We walked with Mrs Li to her tea fields. We asked her outright about pesticides and fertilizers, wanting to know if her tea meets organic standards. She was a bit scandalized. “Are you crazy? If I added chemicals to my tea, it would corrupt the taste and the health benefits. This tea is a gift from nature- pure and perfect as is. It wouldn’t even be worth the labor to climb these mountains every day to pick tea that wasn’t pure and organic.” To farmers like Mrs Li, or the He family in Laoshan, the organic question seems obvious. Why ruin a good thing? Why decrease the value of your crop, and pollute your own land when you are passing the fields on to your children? Anything but organic just doesn’t make sense.
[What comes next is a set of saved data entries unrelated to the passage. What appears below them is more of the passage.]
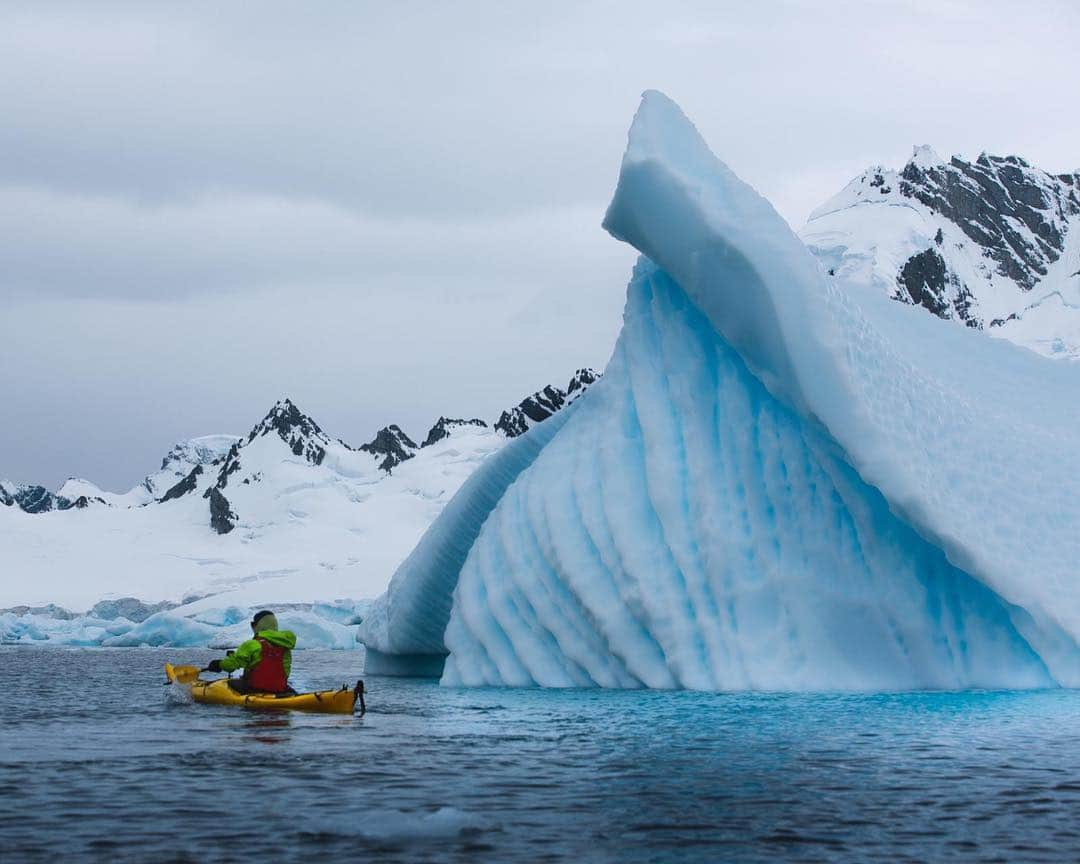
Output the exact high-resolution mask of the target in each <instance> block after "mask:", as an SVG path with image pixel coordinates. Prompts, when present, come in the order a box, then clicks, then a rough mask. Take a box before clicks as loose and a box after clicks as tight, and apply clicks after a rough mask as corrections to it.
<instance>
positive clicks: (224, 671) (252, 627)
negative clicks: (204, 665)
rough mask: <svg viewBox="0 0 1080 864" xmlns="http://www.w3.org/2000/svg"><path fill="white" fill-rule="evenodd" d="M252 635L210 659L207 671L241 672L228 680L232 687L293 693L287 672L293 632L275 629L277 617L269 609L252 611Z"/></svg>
mask: <svg viewBox="0 0 1080 864" xmlns="http://www.w3.org/2000/svg"><path fill="white" fill-rule="evenodd" d="M252 633H253V634H254V636H253V638H251V639H248V640H247V642H244V643H241V644H240V647H239V648H237V650H235V651H230V652H229V653H228V654H227V656H226V657H225V658H222V659H221V660H212V661H211V662H210V665H208V666H207V669H208V670H210V671H211V672H234V671H235V670H238V669H242V670H243V671H244V676H243V677H242V678H241V679H240V680H230V681H229V686H230V687H232V688H233V689H234V690H237V691H239V692H242V693H246V692H260V693H293V692H295V690H293V688H292V687H289V686H288V674H289V672H292V669H293V649H294V648H295V647H296V634H295V633H293V632H292V631H288V630H278V619H276V618H275V617H274V613H273V612H271V611H270V610H269V609H264V610H262V611H261V612H256V615H255V618H253V619H252Z"/></svg>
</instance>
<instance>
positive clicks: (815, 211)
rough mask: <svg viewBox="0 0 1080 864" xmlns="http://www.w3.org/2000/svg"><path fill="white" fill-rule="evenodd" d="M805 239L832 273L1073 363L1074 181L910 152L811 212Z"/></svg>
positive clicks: (1020, 164) (927, 152)
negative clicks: (892, 166)
mask: <svg viewBox="0 0 1080 864" xmlns="http://www.w3.org/2000/svg"><path fill="white" fill-rule="evenodd" d="M801 237H802V239H804V241H805V242H806V243H807V245H808V246H809V247H810V249H811V251H812V252H813V253H814V254H815V255H816V256H818V257H819V259H820V260H821V261H822V264H823V265H824V266H825V268H826V269H827V271H828V273H829V274H831V275H835V276H836V278H837V279H839V280H842V281H847V282H854V283H858V284H859V285H863V286H873V287H875V288H876V289H878V291H880V292H882V293H883V294H886V295H887V296H890V297H893V298H894V299H897V300H901V301H902V302H906V303H913V305H916V306H922V307H924V308H926V309H928V310H929V311H931V312H933V313H934V314H936V315H939V316H940V318H944V319H946V320H951V321H955V322H957V323H958V324H961V325H966V326H969V327H973V328H985V329H987V332H988V333H990V335H993V336H998V337H1002V338H1005V339H1010V340H1011V341H1014V342H1016V343H1017V345H1023V346H1025V347H1027V348H1029V349H1031V350H1034V351H1037V352H1039V353H1042V354H1047V355H1049V356H1055V357H1077V356H1080V174H1063V175H1052V174H1048V173H1047V172H1043V171H1039V170H1038V168H1035V167H1032V166H1030V165H1029V164H1027V163H1026V162H1025V161H1024V160H1023V159H1020V158H1018V157H994V156H987V154H983V156H981V157H980V158H978V159H977V160H975V161H974V162H968V161H966V160H963V159H960V158H959V157H953V159H951V160H949V161H948V162H946V161H945V160H943V159H941V158H940V157H939V156H937V154H936V153H934V152H933V151H932V150H931V149H930V148H928V147H917V148H915V152H914V154H913V157H912V159H910V161H909V162H908V163H907V164H906V165H905V166H904V168H903V170H902V171H900V172H896V171H890V170H888V168H885V167H882V166H875V167H872V168H869V170H868V171H866V172H864V173H863V174H861V175H860V176H859V177H856V178H855V179H853V180H852V181H851V183H850V184H848V186H847V187H845V189H843V190H841V191H840V192H839V193H838V194H837V195H835V197H834V198H833V199H831V200H829V201H827V202H826V203H825V204H823V205H822V206H820V207H819V208H818V210H816V211H814V212H813V213H812V214H811V216H810V219H809V221H808V222H807V225H806V227H805V228H804V229H802V231H801Z"/></svg>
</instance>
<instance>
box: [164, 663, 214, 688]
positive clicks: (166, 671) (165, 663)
mask: <svg viewBox="0 0 1080 864" xmlns="http://www.w3.org/2000/svg"><path fill="white" fill-rule="evenodd" d="M200 672H208V670H204V669H199V666H174V665H173V664H172V663H165V675H166V676H167V677H168V679H170V680H171V681H173V683H175V684H194V683H195V681H197V680H198V679H199V673H200Z"/></svg>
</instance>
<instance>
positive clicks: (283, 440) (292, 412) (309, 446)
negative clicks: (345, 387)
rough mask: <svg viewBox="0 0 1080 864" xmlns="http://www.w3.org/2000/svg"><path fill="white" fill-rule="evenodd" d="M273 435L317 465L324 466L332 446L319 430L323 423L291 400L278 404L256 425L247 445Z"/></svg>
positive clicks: (328, 438)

We are excited beyond belief for the opportunity to share Mrs. Li’s spring harvest for the second year, and honored that she chooses to work with us when she so clearly has customers lining up to buy her tea. Mrs. Li hopes that her Dragonwell lives up to her father’s reputation and brings honor to her family and to the village as it is tasted around the world. She also hopes that if her tea is enjoyed enough, she can come visit the teahouse we are opening in Minnesota to meet those whose compliments we pass on to her every month.
As we leave the lush forests of Dragonwell behind, we look forward to the rocky ocean-facing slopes of Laoshan and picking tea with the He family.